I find this comes up a lot, and I'm not sure the best way to approach it.

The question I have is how to make the decision between using foreign keys to lookup tables, or using lookup table values directly in the tables requesting it, avoiding the lookup table relationship completely.

Points to keep in mind:

  • With the second method you would need to do mass updates to all records referencing the data if it is changed in the lookup table.

  • This is focused more towards tables that have a lot of the column's referencing many lookup tables.Therefore lots of foreign keys means a lot of joins every time you query the table.

  • This data would be coming from drop down lists which would be pulled from the lookup tables. In order to match up data when reloading, the values need to be in the existing list (related to the first point).

Is there a best practice here, or any key points to consider?

Answer

Bill Karwin picture Bill Karwin · Dec 20, 2008

You can use a lookup table with a VARCHAR primary key, and your main data table uses a FOREIGN KEY on its column, with cascading updates.

CREATE TABLE ColorLookup (
  color VARCHAR(20) PRIMARY KEY
);

CREATE TABLE ItemsWithColors (
  ...other columns...,
  color VARCHAR(20),
  FOREIGN KEY (color) REFERENCES ColorLookup(color)
    ON UPDATE CASCADE ON DELETE SET NULL
);

This solution has the following advantages:

  • You can query the color names in the main data table without requiring a join to the lookup table.
  • Nevertheless, color names are constrained to the set of colors in the lookup table.
  • You can get a list of unique colors names (even if none are currently in use in the main data) by querying the lookup table.
  • If you change a color in the lookup table, the change automatically cascades to all referencing rows in the main data table.

It's surprising to me that so many other people on this thread seem to have mistaken ideas of what "normalization" is. Using a surrogate keys (the ubiquitous "id") has nothing to do with normalization!


Re comment from @MacGruber:

Yes, the size is a factor.
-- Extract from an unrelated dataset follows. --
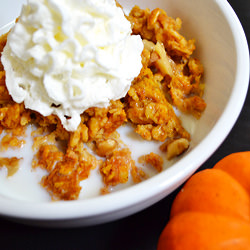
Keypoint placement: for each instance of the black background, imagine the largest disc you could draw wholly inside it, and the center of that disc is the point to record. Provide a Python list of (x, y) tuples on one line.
[(139, 231)]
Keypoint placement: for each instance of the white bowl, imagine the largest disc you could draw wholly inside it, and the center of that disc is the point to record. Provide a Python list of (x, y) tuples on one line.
[(222, 48)]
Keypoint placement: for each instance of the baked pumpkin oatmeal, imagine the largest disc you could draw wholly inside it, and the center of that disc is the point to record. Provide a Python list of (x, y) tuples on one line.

In InnoDB for example, every secondary index stores the primary key value of the row(s) where a given index value occurs. So the more secondary indexes you have, the greater the overhead for using a "bulky" data type for the primary key.

Also this affects foreign keys; the foreign key column must be the same data type as the primary key it references. You might have a small lookup table so you think the primary key size in a 50-row table doesn't matter. But that lookup table might be referenced by millions or billions of rows in other tables!

There's no right answer for all cases. Any answer can be correct for different cases. You just learn about the tradeoffs, and try to make an informed decision on a case by case basis.